Dziesięć lat starań, setki godzin pracy i jedno marzenie: by dawny nasyp kolejowy zamienił się w bezpieczną, nowoczesną ścieżkę rowerową. Dziś mieszkańcy Gminy Nowe Miasto Lubawskie i samorządowcy świętowali ważny etap tego projektu. Odcinek z Radomna do granicy powiatu nowomiejskiego już gotowy, a plan przedłużenia trasy do samej Iławy nabiera realnych kształtów.
W sobotnie popołudnie 31 maja miłośnicy rowerów spotkali się na pikniku zorganizowanym przez władze gminy Nowe Miasto Lubawskie. To wydarzenie miało szczególne znaczenie - po dziesięciu latach prac zakończono budowę ścieżki rowerowej na trasie od Radomna do granicy z gminą wiejską Iława. To kolejny odcinek dawnej linii kolejowej Brodnica – Iława, który zyskał nowe życie.

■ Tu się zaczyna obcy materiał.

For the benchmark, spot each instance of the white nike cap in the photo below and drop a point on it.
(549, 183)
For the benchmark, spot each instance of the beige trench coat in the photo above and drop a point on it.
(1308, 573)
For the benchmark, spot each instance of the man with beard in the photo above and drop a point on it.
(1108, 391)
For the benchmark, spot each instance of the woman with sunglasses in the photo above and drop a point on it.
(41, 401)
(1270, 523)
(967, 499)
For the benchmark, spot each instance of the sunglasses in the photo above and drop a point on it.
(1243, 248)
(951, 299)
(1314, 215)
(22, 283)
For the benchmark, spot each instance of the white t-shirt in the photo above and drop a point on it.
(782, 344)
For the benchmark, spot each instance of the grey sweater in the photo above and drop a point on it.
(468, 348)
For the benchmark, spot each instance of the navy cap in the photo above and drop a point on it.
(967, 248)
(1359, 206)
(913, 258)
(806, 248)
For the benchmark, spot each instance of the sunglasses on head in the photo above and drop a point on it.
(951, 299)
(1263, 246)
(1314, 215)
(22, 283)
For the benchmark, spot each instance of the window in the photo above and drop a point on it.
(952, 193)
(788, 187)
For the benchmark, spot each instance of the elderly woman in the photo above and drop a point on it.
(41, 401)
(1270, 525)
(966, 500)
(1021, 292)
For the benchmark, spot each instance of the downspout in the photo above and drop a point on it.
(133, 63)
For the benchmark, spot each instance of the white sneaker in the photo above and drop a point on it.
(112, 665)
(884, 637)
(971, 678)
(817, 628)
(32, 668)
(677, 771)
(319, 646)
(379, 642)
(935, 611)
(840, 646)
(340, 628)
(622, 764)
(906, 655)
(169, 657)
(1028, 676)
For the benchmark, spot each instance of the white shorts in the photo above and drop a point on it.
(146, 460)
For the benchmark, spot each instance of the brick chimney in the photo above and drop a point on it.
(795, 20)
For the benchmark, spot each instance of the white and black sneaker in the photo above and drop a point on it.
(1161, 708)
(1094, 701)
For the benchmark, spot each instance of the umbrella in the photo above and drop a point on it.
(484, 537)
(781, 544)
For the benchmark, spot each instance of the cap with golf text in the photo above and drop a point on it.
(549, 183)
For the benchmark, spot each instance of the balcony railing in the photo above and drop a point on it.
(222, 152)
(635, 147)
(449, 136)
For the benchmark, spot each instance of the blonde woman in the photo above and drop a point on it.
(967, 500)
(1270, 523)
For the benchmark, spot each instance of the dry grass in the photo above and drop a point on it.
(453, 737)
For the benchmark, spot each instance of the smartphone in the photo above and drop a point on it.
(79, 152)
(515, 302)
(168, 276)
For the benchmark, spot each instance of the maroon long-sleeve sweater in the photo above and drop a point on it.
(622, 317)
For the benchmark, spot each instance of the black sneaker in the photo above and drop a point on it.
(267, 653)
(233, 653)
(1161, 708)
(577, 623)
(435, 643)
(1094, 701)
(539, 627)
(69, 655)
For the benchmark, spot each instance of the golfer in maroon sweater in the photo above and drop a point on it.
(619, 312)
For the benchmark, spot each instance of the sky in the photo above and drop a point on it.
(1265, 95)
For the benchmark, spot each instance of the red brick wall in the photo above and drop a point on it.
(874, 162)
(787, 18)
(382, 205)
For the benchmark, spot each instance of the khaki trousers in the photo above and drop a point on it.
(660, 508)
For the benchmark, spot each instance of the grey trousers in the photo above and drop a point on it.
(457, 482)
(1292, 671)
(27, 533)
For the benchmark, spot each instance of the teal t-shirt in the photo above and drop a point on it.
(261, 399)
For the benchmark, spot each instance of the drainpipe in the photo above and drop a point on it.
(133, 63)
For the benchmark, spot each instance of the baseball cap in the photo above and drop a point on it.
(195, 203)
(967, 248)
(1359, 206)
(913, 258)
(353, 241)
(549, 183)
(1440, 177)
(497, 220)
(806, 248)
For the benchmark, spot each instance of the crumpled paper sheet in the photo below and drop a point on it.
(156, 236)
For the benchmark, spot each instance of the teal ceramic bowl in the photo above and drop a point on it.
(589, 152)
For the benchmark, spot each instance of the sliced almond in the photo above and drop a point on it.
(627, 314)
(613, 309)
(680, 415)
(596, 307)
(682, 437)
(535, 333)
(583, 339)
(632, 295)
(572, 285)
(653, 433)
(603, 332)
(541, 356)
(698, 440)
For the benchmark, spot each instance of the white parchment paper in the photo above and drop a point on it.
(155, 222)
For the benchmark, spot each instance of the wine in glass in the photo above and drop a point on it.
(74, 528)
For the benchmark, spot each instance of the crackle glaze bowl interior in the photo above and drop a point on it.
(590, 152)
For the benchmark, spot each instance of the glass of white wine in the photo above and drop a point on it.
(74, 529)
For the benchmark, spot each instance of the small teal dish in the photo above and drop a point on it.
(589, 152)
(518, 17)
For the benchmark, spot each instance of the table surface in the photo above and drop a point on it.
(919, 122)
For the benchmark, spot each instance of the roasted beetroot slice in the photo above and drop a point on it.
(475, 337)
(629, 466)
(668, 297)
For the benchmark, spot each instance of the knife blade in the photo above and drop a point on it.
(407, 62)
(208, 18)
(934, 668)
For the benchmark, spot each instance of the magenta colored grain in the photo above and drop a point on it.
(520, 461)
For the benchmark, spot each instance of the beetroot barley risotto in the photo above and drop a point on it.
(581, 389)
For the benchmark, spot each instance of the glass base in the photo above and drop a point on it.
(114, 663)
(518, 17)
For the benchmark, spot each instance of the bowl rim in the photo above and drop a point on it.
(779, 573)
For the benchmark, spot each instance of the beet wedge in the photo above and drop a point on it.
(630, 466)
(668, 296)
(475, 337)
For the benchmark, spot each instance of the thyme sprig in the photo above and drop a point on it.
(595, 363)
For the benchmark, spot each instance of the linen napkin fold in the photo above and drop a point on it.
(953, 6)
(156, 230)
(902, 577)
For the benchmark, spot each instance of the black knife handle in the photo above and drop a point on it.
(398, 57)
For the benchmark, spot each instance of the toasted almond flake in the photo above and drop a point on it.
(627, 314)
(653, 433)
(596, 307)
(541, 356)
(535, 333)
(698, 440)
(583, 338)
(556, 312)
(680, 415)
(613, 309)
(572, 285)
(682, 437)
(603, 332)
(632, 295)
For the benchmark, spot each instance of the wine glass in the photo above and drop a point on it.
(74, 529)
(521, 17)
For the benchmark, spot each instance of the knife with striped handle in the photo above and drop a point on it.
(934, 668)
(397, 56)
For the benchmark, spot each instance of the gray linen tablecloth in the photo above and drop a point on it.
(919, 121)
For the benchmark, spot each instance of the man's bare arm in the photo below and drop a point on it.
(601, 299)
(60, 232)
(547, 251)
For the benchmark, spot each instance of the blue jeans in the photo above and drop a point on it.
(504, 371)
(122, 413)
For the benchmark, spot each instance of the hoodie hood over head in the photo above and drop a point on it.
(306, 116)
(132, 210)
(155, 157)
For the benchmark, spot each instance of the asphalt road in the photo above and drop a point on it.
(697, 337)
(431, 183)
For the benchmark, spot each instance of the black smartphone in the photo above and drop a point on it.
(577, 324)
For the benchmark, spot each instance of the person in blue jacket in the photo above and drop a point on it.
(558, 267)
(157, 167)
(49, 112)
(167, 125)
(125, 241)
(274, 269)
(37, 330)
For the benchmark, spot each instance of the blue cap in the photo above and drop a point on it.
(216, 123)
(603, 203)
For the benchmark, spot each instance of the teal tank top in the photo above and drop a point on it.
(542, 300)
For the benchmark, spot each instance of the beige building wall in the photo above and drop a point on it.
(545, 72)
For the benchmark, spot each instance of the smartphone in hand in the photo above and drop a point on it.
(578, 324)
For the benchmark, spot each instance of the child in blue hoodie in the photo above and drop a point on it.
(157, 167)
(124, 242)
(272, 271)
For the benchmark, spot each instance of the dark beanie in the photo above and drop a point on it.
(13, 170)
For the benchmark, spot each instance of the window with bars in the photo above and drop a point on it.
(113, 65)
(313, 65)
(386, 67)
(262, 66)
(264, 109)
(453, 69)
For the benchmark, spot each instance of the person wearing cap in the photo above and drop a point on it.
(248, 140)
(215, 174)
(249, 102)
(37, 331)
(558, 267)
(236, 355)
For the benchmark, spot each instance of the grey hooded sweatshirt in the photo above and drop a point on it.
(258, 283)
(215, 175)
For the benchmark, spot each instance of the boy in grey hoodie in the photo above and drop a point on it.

Z dużym entuzjazmem przyjęta została obecność Andrzeja Bracha, zastępcy wójta gminy Iława, który przekazał dobre wieści: kolejny fragment ścieżki - aż do samej Iławy - jest w zaawansowanym etapie przygotowań.

— W tej chwili kończymy regulowanie spraw własnościowych. Dokumentacja techniczna jest gotowa, a po uzyskaniu pozwolenia na budowę złożymy wniosek o dofinansowanie. Jeśli wszystko pójdzie zgodnie z planem, prace ruszą w 2026 roku – zapowiedział.

Zgodnie z planami, ścieżka z Radomna połączy się z drogą powiatową przy wiadukcie w Iławie, tworząc jednolitą, bezpieczną trasę rekreacyjną, która w przyszłości połączy Brodnicę z Elblągiem. To fragment większego projektu budowy sieci tras rowerowych w regionie, wspieranego przez marszałka województwa warmińsko-mazurskiego.

Wójt Tomasz Waruszewski nie krył dumy z kolejnego sukcesu swojej gminy. — To my jako pierwsi rozpoczęliśmy budowę ścieżek po dawnych liniach kolejowych. Zaczęliśmy w 2016 roku odcinkiem z Bratiana do Nowego Miasta Lubawskiego. Dziś mamy ciągłą, bezpieczną trasę, która służy nie tylko rowerzystom, ale też rolkarzom i pieszym – mówił. Dodał również, budowa tego ponad trzykilometrowego kosztowała ponad 4,5 mln złotych, z czego 3,5 mln pochodziło z Rządowego Funduszu Rozwoju Dróg.

Piknikowi towarzyszyła rodzinna atmosfera. Dla mieszkańców przygotowano poczęstunek z lokalnymi przysmakami – nie zabrakło chleba ze smalcem, kiełbasy z grilla i domowych wypieków.

Zgodna współpraca gmin, wsparcie unijne i konsekwentna realizacja celów sprawiają, że wizja rowerowej magistrali z Brodnicy do Elbląga staje się coraz bardziej realna. Dziś Radomno, jutro Iława, a potem - kto wie - może i nad Zalew Wiślany na rowerze?